The effectiveness of data deduplication is often expressed as a deduplication or reduction ratio, denoting the ratio of protected capacity to the actual physical capacity stored. A 10:1 ratio means that 10 times more data is protected than the physical space required to store it, and a 20:1 ratio means that 20 times more data can be protected. Factoring in data growth, retention and assuming deduplication ratios in the 20:1 range, 2 TB of storage capacity could protect up to 40 TB of retained backup data.
How are these data deduplication ratios determined? The rate is calculated by taking the total capacity of data to back up (i.e., the data that will be examined for duplicates) and dividing it by the actual capacity used (i.e., the deduplicated amount of data).
What's a realistic data dedupe ratio?
But what is a realistic data deduplication ratio?
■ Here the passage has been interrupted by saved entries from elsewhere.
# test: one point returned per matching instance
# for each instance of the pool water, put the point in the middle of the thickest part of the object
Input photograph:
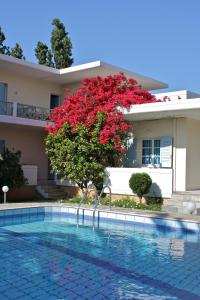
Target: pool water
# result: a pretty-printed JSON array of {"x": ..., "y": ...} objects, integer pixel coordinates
[{"x": 56, "y": 259}]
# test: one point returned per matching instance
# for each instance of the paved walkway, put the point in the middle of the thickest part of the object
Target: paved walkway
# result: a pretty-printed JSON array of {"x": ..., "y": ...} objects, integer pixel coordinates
[{"x": 129, "y": 211}]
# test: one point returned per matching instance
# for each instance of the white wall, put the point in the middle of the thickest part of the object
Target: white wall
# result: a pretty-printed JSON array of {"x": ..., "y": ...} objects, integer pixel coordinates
[
  {"x": 193, "y": 155},
  {"x": 179, "y": 155},
  {"x": 119, "y": 180},
  {"x": 27, "y": 90},
  {"x": 154, "y": 129}
]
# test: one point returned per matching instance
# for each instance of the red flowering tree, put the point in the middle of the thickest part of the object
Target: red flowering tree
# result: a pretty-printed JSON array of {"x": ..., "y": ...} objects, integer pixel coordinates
[{"x": 89, "y": 130}]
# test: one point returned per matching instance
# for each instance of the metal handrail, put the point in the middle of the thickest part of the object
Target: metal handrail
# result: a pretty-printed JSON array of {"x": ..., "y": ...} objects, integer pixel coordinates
[
  {"x": 80, "y": 203},
  {"x": 97, "y": 202}
]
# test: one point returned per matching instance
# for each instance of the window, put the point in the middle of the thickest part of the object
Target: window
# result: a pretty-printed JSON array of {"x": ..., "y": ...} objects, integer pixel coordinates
[
  {"x": 150, "y": 152},
  {"x": 54, "y": 101},
  {"x": 3, "y": 91},
  {"x": 2, "y": 147}
]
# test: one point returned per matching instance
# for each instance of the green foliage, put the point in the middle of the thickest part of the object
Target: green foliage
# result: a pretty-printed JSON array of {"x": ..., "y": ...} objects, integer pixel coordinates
[
  {"x": 124, "y": 203},
  {"x": 59, "y": 56},
  {"x": 140, "y": 183},
  {"x": 61, "y": 45},
  {"x": 44, "y": 55},
  {"x": 17, "y": 52},
  {"x": 154, "y": 200},
  {"x": 80, "y": 156},
  {"x": 11, "y": 173}
]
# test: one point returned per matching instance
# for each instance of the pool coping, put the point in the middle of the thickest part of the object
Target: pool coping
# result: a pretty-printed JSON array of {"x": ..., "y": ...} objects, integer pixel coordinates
[{"x": 115, "y": 210}]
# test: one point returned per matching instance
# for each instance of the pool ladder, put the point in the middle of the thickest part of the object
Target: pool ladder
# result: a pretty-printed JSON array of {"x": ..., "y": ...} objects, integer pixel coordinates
[{"x": 97, "y": 202}]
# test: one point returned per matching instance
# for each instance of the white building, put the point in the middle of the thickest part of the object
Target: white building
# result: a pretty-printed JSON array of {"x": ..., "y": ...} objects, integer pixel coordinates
[{"x": 166, "y": 134}]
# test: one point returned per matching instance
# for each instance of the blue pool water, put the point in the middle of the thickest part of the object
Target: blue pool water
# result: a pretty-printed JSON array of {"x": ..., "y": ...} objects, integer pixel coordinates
[{"x": 53, "y": 258}]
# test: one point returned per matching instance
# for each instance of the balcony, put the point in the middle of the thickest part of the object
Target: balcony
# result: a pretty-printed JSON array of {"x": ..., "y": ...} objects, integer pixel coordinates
[{"x": 14, "y": 112}]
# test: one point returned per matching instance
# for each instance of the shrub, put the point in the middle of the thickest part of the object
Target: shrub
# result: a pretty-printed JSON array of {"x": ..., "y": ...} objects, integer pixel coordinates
[
  {"x": 11, "y": 173},
  {"x": 140, "y": 183}
]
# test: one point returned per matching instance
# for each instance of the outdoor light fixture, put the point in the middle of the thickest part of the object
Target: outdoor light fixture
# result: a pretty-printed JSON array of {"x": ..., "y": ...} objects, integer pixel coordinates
[
  {"x": 5, "y": 189},
  {"x": 191, "y": 207}
]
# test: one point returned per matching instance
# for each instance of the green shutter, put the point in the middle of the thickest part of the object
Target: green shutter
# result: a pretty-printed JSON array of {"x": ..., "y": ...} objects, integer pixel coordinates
[
  {"x": 131, "y": 155},
  {"x": 166, "y": 152}
]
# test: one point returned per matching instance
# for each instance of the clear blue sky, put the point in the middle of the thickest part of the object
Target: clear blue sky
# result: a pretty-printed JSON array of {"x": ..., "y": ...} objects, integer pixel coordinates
[{"x": 156, "y": 38}]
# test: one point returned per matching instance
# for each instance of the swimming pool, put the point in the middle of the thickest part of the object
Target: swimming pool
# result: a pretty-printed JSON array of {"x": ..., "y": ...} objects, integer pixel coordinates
[{"x": 45, "y": 255}]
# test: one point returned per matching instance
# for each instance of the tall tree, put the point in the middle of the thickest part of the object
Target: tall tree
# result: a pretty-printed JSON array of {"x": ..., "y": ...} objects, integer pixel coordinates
[
  {"x": 17, "y": 52},
  {"x": 61, "y": 45},
  {"x": 44, "y": 55},
  {"x": 60, "y": 54}
]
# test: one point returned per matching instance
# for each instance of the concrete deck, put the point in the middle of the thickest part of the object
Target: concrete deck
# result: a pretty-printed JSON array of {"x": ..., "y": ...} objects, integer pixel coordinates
[{"x": 135, "y": 212}]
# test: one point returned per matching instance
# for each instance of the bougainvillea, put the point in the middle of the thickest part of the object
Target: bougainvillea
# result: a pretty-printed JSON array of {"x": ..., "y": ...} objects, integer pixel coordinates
[
  {"x": 89, "y": 130},
  {"x": 101, "y": 95}
]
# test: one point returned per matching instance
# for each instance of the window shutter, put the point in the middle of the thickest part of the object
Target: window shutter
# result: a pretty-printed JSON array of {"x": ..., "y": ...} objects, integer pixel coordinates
[
  {"x": 3, "y": 91},
  {"x": 166, "y": 152},
  {"x": 131, "y": 155}
]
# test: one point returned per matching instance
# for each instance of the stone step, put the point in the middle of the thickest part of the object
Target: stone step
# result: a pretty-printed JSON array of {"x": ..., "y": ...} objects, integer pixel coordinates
[{"x": 52, "y": 188}]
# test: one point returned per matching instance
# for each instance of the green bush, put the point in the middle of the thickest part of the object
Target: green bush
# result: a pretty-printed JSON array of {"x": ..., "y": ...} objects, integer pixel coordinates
[
  {"x": 140, "y": 183},
  {"x": 11, "y": 173},
  {"x": 125, "y": 203}
]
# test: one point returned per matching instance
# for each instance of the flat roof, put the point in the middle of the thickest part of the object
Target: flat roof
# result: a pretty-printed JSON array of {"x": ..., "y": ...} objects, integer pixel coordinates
[
  {"x": 75, "y": 73},
  {"x": 188, "y": 108}
]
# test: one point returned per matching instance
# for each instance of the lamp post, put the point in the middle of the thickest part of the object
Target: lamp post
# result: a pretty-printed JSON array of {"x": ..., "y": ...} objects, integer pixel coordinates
[
  {"x": 5, "y": 189},
  {"x": 191, "y": 207}
]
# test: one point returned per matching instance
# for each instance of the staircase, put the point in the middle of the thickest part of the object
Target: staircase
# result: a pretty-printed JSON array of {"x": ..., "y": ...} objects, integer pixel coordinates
[
  {"x": 49, "y": 190},
  {"x": 179, "y": 202}
]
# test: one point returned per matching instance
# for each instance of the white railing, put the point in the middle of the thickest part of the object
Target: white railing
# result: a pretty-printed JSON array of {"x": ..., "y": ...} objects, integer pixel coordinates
[
  {"x": 6, "y": 108},
  {"x": 24, "y": 111},
  {"x": 32, "y": 112}
]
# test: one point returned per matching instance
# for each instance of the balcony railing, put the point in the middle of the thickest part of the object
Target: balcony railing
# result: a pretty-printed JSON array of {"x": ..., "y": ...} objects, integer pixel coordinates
[
  {"x": 6, "y": 108},
  {"x": 32, "y": 112},
  {"x": 24, "y": 111}
]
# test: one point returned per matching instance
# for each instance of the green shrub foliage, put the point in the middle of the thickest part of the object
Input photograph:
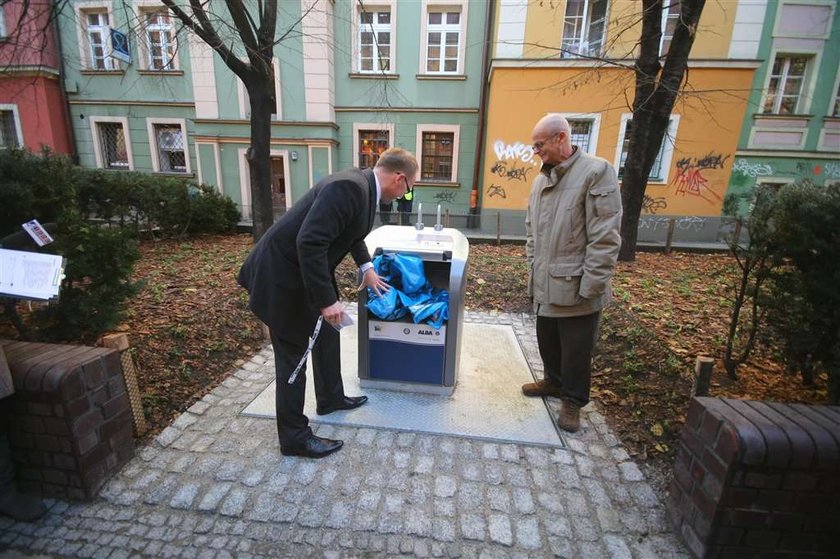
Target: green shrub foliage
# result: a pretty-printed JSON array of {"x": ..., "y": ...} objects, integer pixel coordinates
[
  {"x": 99, "y": 215},
  {"x": 804, "y": 301}
]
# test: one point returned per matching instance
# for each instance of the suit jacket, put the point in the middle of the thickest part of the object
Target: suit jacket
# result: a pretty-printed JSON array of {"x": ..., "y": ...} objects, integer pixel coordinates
[{"x": 289, "y": 274}]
The Enterprise Strategy Group (ESG) research found that, of respondents currently using data deduplication technology, approximately one-third (33%) said they have experienced a less than 10 times reduction in capacity requirements; 48% report a 10 times to 20 times reduction, and 18% report reductions ranging from 21 times to more than 100 times.
Several factors influence deduplication ratios, including:
- Data backup policies: the greater the frequency of "full" backups (versus "incremental" or "differential" backups), the higher the deduplication potential since data will be redundant from day to day.
- Data retention settings: the longer data is retained on disk, the greater the opportunity for the deduplication engine to find redundancy.
- Data type: some data is inherently more prone to duplicates than others. It's more reasonable to expect higher deduplication ratios if the environment contains primarily Windows servers with similar files, or VMware virtual machines.
- Rate of change: the smaller the rate of change, the higher the likelihood of finding duplicate data.
- Deduplication domain: the wider the scope of the inspection and comparison process, the higher the likelihood of detecting duplicates. Local deduplication refers to the examination of redundancy at the local resource, while global deduplication refers to inspecting data across multiple sources to locate and eliminate duplicates. For example, a daily full backup of data changing at a rate of 1% or less that is retained for 30 backups has 99% of every backup duplicated. After 30 days, the ratio could reach 30:1. If, on the other hand, weekly backups were retained for a month, then the ratio would reach only 4:1.
Deduplication rates can be confusing. Some vendors express reduction as a percentage of savings instead of a ratio. If a vendor cites a 50% capacity savings, it's equivalent to a 2:1 deduplication ratio. A ratio of 10:1 is the same as 90% savings. That means that 10 TB of data can be backed up to 1 TB of physical storage capacity. A 20:1 ratio increases the savings by only 5% (to 95%).
Evaulating a dedupe product
When evaluating data deduplication, it's important to trial vendors' products in your environment with your own data over several backup cycles to determine a product's impact on your backup/recovery environment. The focus of selecting a product should be less on reduction ratios as a decision factor. ESG research (ESG Research Report, "Data Protection Market Trends," January 2008) found that, not surprisingly, the cost of the deduplication solution was the most frequently cited factor (although savings garnered from capacity reduction often overcome financial objections to deploying deduplication). Otherwise, the survey data suggests that ease of deployment and ease of use, as well as the impact on backup/recovery performance were important considerations -- more so than technical implementations, such as the deduplication ratio.